🌻
Hypergeometric vs Binomial Distribution Approximation: A Visualization

2025/07/10に公開
 IntroductionIn the X post, there was the following post from Mr. Osawa.
https://x.com/HirokazuOHSAWA/status/1942942639588073604
Japanese high school mathematics textbooks contain an important statement regarding sampling without replacement:
"Even in the case of sampling without replacement, when the population size is sufficiently large compared to the sample size, the difference between sampling without replacement and sampling with replacement becomes small.
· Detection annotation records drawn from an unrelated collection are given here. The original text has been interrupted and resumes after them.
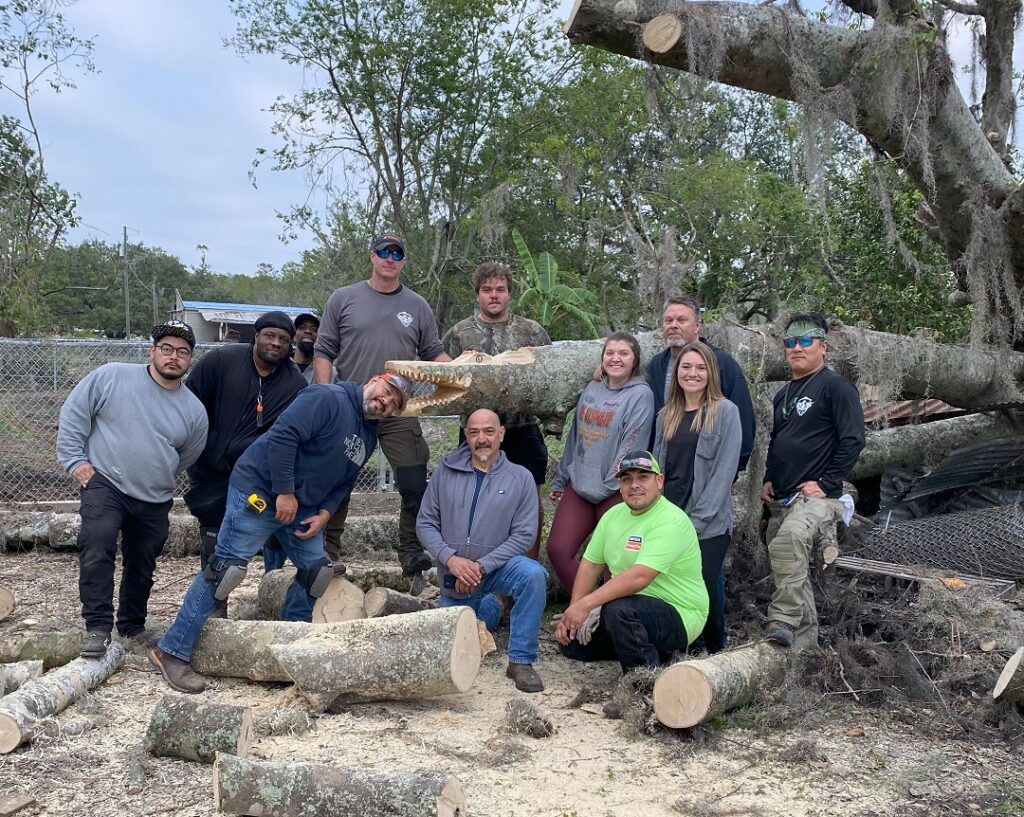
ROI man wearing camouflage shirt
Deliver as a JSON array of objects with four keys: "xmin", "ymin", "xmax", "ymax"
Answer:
[{"xmin": 441, "ymin": 261, "xmax": 551, "ymax": 559}]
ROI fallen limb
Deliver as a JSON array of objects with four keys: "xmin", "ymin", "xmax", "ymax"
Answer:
[
  {"xmin": 992, "ymin": 647, "xmax": 1024, "ymax": 703},
  {"xmin": 145, "ymin": 695, "xmax": 253, "ymax": 763},
  {"xmin": 654, "ymin": 641, "xmax": 793, "ymax": 729},
  {"xmin": 0, "ymin": 644, "xmax": 125, "ymax": 755},
  {"xmin": 213, "ymin": 754, "xmax": 466, "ymax": 817},
  {"xmin": 270, "ymin": 607, "xmax": 480, "ymax": 712}
]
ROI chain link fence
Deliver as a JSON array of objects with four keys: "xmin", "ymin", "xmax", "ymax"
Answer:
[{"xmin": 0, "ymin": 338, "xmax": 557, "ymax": 503}]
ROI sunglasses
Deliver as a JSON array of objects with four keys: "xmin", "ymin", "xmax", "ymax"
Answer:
[{"xmin": 782, "ymin": 335, "xmax": 821, "ymax": 349}]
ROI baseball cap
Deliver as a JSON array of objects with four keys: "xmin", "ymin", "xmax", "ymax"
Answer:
[
  {"xmin": 377, "ymin": 372, "xmax": 413, "ymax": 410},
  {"xmin": 370, "ymin": 232, "xmax": 406, "ymax": 253},
  {"xmin": 151, "ymin": 320, "xmax": 196, "ymax": 349},
  {"xmin": 615, "ymin": 448, "xmax": 662, "ymax": 477}
]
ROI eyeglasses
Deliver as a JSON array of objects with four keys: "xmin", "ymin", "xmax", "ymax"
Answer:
[{"xmin": 157, "ymin": 343, "xmax": 191, "ymax": 360}]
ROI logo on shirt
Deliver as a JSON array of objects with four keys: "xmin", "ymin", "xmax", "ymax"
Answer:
[{"xmin": 345, "ymin": 434, "xmax": 367, "ymax": 468}]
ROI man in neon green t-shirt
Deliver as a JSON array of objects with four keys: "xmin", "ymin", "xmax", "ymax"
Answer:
[{"xmin": 555, "ymin": 450, "xmax": 708, "ymax": 673}]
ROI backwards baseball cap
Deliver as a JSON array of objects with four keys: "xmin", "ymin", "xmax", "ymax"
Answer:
[
  {"xmin": 295, "ymin": 312, "xmax": 319, "ymax": 329},
  {"xmin": 151, "ymin": 320, "xmax": 196, "ymax": 349},
  {"xmin": 370, "ymin": 232, "xmax": 406, "ymax": 253},
  {"xmin": 377, "ymin": 372, "xmax": 413, "ymax": 411},
  {"xmin": 256, "ymin": 309, "xmax": 295, "ymax": 338},
  {"xmin": 615, "ymin": 448, "xmax": 662, "ymax": 477}
]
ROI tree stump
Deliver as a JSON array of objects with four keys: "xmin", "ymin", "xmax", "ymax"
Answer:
[
  {"xmin": 270, "ymin": 607, "xmax": 480, "ymax": 711},
  {"xmin": 213, "ymin": 754, "xmax": 466, "ymax": 817},
  {"xmin": 0, "ymin": 587, "xmax": 17, "ymax": 621},
  {"xmin": 259, "ymin": 567, "xmax": 365, "ymax": 625},
  {"xmin": 145, "ymin": 695, "xmax": 253, "ymax": 763},
  {"xmin": 992, "ymin": 647, "xmax": 1024, "ymax": 703},
  {"xmin": 0, "ymin": 630, "xmax": 82, "ymax": 670},
  {"xmin": 0, "ymin": 660, "xmax": 43, "ymax": 695},
  {"xmin": 654, "ymin": 641, "xmax": 792, "ymax": 729},
  {"xmin": 362, "ymin": 588, "xmax": 437, "ymax": 618},
  {"xmin": 0, "ymin": 644, "xmax": 125, "ymax": 755}
]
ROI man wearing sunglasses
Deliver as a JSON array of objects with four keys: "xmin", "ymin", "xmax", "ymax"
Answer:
[
  {"xmin": 184, "ymin": 310, "xmax": 306, "ymax": 617},
  {"xmin": 57, "ymin": 320, "xmax": 207, "ymax": 658},
  {"xmin": 761, "ymin": 314, "xmax": 864, "ymax": 647},
  {"xmin": 313, "ymin": 232, "xmax": 452, "ymax": 592}
]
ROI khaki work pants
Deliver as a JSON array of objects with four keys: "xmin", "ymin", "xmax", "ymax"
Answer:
[{"xmin": 767, "ymin": 495, "xmax": 843, "ymax": 647}]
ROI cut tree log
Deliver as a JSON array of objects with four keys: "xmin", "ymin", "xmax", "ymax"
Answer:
[
  {"xmin": 992, "ymin": 647, "xmax": 1024, "ymax": 703},
  {"xmin": 259, "ymin": 566, "xmax": 365, "ymax": 624},
  {"xmin": 0, "ymin": 644, "xmax": 125, "ymax": 755},
  {"xmin": 270, "ymin": 607, "xmax": 480, "ymax": 712},
  {"xmin": 145, "ymin": 695, "xmax": 253, "ymax": 763},
  {"xmin": 654, "ymin": 641, "xmax": 793, "ymax": 729},
  {"xmin": 0, "ymin": 660, "xmax": 43, "ymax": 695},
  {"xmin": 213, "ymin": 754, "xmax": 466, "ymax": 817},
  {"xmin": 0, "ymin": 630, "xmax": 82, "ymax": 670},
  {"xmin": 362, "ymin": 588, "xmax": 437, "ymax": 618}
]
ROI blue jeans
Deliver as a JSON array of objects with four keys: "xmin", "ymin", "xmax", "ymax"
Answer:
[
  {"xmin": 158, "ymin": 486, "xmax": 327, "ymax": 661},
  {"xmin": 440, "ymin": 556, "xmax": 548, "ymax": 663}
]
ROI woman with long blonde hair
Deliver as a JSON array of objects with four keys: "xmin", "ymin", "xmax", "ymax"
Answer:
[{"xmin": 654, "ymin": 342, "xmax": 743, "ymax": 653}]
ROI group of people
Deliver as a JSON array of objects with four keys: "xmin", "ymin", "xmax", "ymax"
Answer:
[{"xmin": 57, "ymin": 228, "xmax": 864, "ymax": 692}]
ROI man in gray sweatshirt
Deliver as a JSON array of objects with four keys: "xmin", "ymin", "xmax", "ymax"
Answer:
[
  {"xmin": 57, "ymin": 320, "xmax": 207, "ymax": 658},
  {"xmin": 416, "ymin": 409, "xmax": 548, "ymax": 692}
]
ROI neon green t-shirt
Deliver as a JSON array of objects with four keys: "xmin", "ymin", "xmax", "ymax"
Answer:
[{"xmin": 583, "ymin": 497, "xmax": 708, "ymax": 642}]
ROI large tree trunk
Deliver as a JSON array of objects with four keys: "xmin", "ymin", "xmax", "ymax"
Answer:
[
  {"xmin": 259, "ymin": 566, "xmax": 364, "ymax": 625},
  {"xmin": 145, "ymin": 695, "xmax": 253, "ymax": 763},
  {"xmin": 0, "ymin": 644, "xmax": 125, "ymax": 755},
  {"xmin": 0, "ymin": 630, "xmax": 82, "ymax": 670},
  {"xmin": 654, "ymin": 641, "xmax": 793, "ymax": 729},
  {"xmin": 213, "ymin": 754, "xmax": 466, "ymax": 817},
  {"xmin": 565, "ymin": 0, "xmax": 1024, "ymax": 290},
  {"xmin": 270, "ymin": 607, "xmax": 480, "ymax": 711}
]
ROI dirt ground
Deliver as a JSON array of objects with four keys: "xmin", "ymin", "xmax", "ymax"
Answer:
[{"xmin": 0, "ymin": 551, "xmax": 1024, "ymax": 817}]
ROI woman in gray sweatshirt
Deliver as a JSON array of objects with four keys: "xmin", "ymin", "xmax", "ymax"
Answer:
[
  {"xmin": 548, "ymin": 332, "xmax": 654, "ymax": 593},
  {"xmin": 654, "ymin": 342, "xmax": 743, "ymax": 653}
]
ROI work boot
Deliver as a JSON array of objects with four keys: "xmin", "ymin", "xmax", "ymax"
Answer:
[
  {"xmin": 505, "ymin": 661, "xmax": 544, "ymax": 692},
  {"xmin": 79, "ymin": 632, "xmax": 111, "ymax": 658},
  {"xmin": 765, "ymin": 621, "xmax": 797, "ymax": 648},
  {"xmin": 150, "ymin": 647, "xmax": 206, "ymax": 695}
]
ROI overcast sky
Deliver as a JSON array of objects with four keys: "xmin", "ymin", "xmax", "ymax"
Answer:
[{"xmin": 0, "ymin": 0, "xmax": 1020, "ymax": 273}]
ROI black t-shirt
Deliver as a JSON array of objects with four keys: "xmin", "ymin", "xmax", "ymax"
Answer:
[
  {"xmin": 765, "ymin": 368, "xmax": 864, "ymax": 500},
  {"xmin": 660, "ymin": 410, "xmax": 700, "ymax": 511},
  {"xmin": 185, "ymin": 343, "xmax": 306, "ymax": 483}
]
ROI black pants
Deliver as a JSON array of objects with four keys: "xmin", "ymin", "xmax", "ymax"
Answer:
[
  {"xmin": 78, "ymin": 473, "xmax": 171, "ymax": 636},
  {"xmin": 561, "ymin": 595, "xmax": 689, "ymax": 673},
  {"xmin": 700, "ymin": 533, "xmax": 732, "ymax": 654}
]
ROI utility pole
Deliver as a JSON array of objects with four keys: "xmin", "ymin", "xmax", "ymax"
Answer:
[{"xmin": 121, "ymin": 225, "xmax": 131, "ymax": 340}]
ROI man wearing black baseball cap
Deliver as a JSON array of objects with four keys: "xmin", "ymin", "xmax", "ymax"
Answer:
[
  {"xmin": 185, "ymin": 310, "xmax": 306, "ymax": 615},
  {"xmin": 555, "ymin": 450, "xmax": 708, "ymax": 673},
  {"xmin": 57, "ymin": 320, "xmax": 207, "ymax": 658},
  {"xmin": 313, "ymin": 232, "xmax": 452, "ymax": 592}
]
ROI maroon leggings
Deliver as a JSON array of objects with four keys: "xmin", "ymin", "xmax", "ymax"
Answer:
[{"xmin": 548, "ymin": 483, "xmax": 623, "ymax": 595}]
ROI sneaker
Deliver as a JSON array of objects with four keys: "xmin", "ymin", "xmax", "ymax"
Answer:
[
  {"xmin": 765, "ymin": 621, "xmax": 797, "ymax": 647},
  {"xmin": 80, "ymin": 633, "xmax": 111, "ymax": 658},
  {"xmin": 505, "ymin": 661, "xmax": 544, "ymax": 692},
  {"xmin": 150, "ymin": 647, "xmax": 206, "ymax": 695}
]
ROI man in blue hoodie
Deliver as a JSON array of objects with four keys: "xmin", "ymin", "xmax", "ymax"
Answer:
[
  {"xmin": 416, "ymin": 409, "xmax": 548, "ymax": 692},
  {"xmin": 150, "ymin": 374, "xmax": 412, "ymax": 692}
]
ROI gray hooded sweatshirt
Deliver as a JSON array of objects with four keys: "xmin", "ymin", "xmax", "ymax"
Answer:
[{"xmin": 551, "ymin": 375, "xmax": 654, "ymax": 505}]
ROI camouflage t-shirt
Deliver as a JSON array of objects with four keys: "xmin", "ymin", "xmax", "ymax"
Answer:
[{"xmin": 441, "ymin": 314, "xmax": 551, "ymax": 428}]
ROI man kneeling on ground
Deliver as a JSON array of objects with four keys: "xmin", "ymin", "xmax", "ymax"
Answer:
[
  {"xmin": 150, "ymin": 374, "xmax": 412, "ymax": 692},
  {"xmin": 416, "ymin": 409, "xmax": 548, "ymax": 692},
  {"xmin": 555, "ymin": 450, "xmax": 708, "ymax": 673}
]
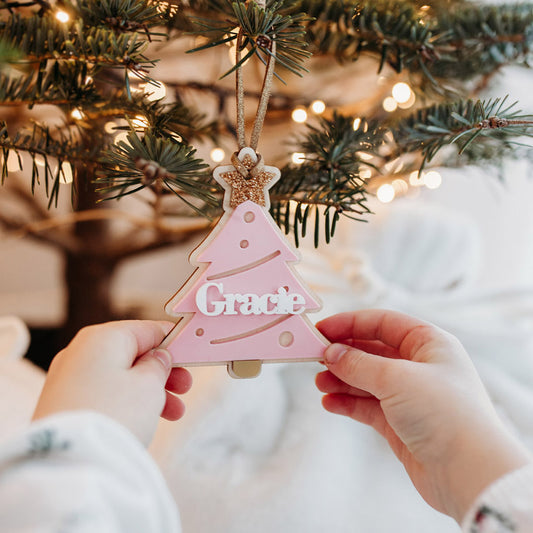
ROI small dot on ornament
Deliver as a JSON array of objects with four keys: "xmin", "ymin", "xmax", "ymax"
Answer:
[{"xmin": 279, "ymin": 331, "xmax": 294, "ymax": 348}]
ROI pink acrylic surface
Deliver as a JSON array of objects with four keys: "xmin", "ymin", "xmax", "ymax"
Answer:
[
  {"xmin": 166, "ymin": 314, "xmax": 327, "ymax": 365},
  {"xmin": 162, "ymin": 150, "xmax": 327, "ymax": 365}
]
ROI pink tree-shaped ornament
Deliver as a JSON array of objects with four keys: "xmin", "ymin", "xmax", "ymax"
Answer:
[{"xmin": 162, "ymin": 148, "xmax": 327, "ymax": 377}]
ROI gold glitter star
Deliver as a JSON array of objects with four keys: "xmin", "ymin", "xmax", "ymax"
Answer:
[
  {"xmin": 220, "ymin": 170, "xmax": 276, "ymax": 209},
  {"xmin": 214, "ymin": 148, "xmax": 280, "ymax": 210}
]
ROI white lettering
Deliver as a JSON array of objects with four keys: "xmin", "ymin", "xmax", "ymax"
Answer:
[
  {"xmin": 196, "ymin": 283, "xmax": 226, "ymax": 316},
  {"xmin": 196, "ymin": 282, "xmax": 305, "ymax": 316}
]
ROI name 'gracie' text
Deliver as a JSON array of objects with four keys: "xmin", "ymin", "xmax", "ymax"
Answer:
[{"xmin": 196, "ymin": 282, "xmax": 305, "ymax": 316}]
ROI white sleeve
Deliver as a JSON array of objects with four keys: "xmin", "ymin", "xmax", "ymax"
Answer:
[
  {"xmin": 462, "ymin": 464, "xmax": 533, "ymax": 533},
  {"xmin": 0, "ymin": 411, "xmax": 180, "ymax": 533}
]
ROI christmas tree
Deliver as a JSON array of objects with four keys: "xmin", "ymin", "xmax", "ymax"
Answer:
[{"xmin": 0, "ymin": 0, "xmax": 533, "ymax": 354}]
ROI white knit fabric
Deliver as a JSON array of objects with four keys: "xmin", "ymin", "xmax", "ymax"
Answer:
[
  {"xmin": 462, "ymin": 464, "xmax": 533, "ymax": 533},
  {"xmin": 0, "ymin": 412, "xmax": 180, "ymax": 533}
]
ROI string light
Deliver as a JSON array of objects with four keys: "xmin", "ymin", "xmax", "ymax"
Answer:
[
  {"xmin": 392, "ymin": 178, "xmax": 409, "ymax": 194},
  {"xmin": 311, "ymin": 100, "xmax": 326, "ymax": 115},
  {"xmin": 56, "ymin": 9, "xmax": 70, "ymax": 23},
  {"xmin": 104, "ymin": 121, "xmax": 118, "ymax": 133},
  {"xmin": 59, "ymin": 163, "xmax": 74, "ymax": 185},
  {"xmin": 291, "ymin": 152, "xmax": 305, "ymax": 165},
  {"xmin": 209, "ymin": 148, "xmax": 226, "ymax": 163},
  {"xmin": 359, "ymin": 167, "xmax": 372, "ymax": 180},
  {"xmin": 409, "ymin": 170, "xmax": 424, "ymax": 187},
  {"xmin": 7, "ymin": 150, "xmax": 22, "ymax": 172},
  {"xmin": 70, "ymin": 108, "xmax": 85, "ymax": 120},
  {"xmin": 131, "ymin": 115, "xmax": 150, "ymax": 129},
  {"xmin": 141, "ymin": 81, "xmax": 167, "ymax": 102},
  {"xmin": 291, "ymin": 107, "xmax": 307, "ymax": 124},
  {"xmin": 383, "ymin": 96, "xmax": 398, "ymax": 113},
  {"xmin": 376, "ymin": 183, "xmax": 396, "ymax": 204},
  {"xmin": 356, "ymin": 152, "xmax": 374, "ymax": 161},
  {"xmin": 392, "ymin": 81, "xmax": 412, "ymax": 104},
  {"xmin": 115, "ymin": 131, "xmax": 130, "ymax": 145},
  {"xmin": 423, "ymin": 170, "xmax": 442, "ymax": 189},
  {"xmin": 398, "ymin": 91, "xmax": 416, "ymax": 109}
]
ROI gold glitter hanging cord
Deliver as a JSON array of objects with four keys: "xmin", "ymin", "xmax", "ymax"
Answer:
[{"xmin": 235, "ymin": 0, "xmax": 276, "ymax": 151}]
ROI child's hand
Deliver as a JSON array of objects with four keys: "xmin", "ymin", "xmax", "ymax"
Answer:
[
  {"xmin": 316, "ymin": 310, "xmax": 531, "ymax": 521},
  {"xmin": 34, "ymin": 320, "xmax": 192, "ymax": 444}
]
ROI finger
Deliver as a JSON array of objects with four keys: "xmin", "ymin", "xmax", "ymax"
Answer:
[
  {"xmin": 315, "ymin": 370, "xmax": 372, "ymax": 398},
  {"xmin": 165, "ymin": 367, "xmax": 192, "ymax": 394},
  {"xmin": 73, "ymin": 320, "xmax": 174, "ymax": 368},
  {"xmin": 161, "ymin": 391, "xmax": 185, "ymax": 421},
  {"xmin": 132, "ymin": 349, "xmax": 172, "ymax": 389},
  {"xmin": 322, "ymin": 394, "xmax": 388, "ymax": 436},
  {"xmin": 341, "ymin": 339, "xmax": 400, "ymax": 359},
  {"xmin": 324, "ymin": 344, "xmax": 400, "ymax": 399},
  {"xmin": 317, "ymin": 309, "xmax": 444, "ymax": 359}
]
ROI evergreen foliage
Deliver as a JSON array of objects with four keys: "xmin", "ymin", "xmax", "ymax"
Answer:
[{"xmin": 0, "ymin": 0, "xmax": 533, "ymax": 245}]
Therefore, samples obtained through sampling without replacement can be approximately considered as samples obtained through sampling with replacement, and X₁, X₂, ..., Xₙ can be considered as mutually independent random variables, each following the population distribution."
(Quoted from the textbook of Mathematics B of Shuken Publishing)
While this statement represents a fundamental approximation theory in statistics, it raises the specific question: "To what extent can sampling without replacement be approximately considered as sampling with replacement?" This article aims to provide a quantitative answer to this question through visualization using Julia.

 Theoretical Background
 Relationship between Hypergeometric and Binomial Distributions
Hypergeometric Distribution (sampling without replacement): H(n, K, N) ~ drawing n items without replacement from population N, with K successes

Binomial Distribution (sampling with replacement): B(n, p) ~ n independent trials with success probability p = K/N
When the sampling rate is small (n/N ≪ 1), the hypergeometric distribution can be approximated by the binomial distribution.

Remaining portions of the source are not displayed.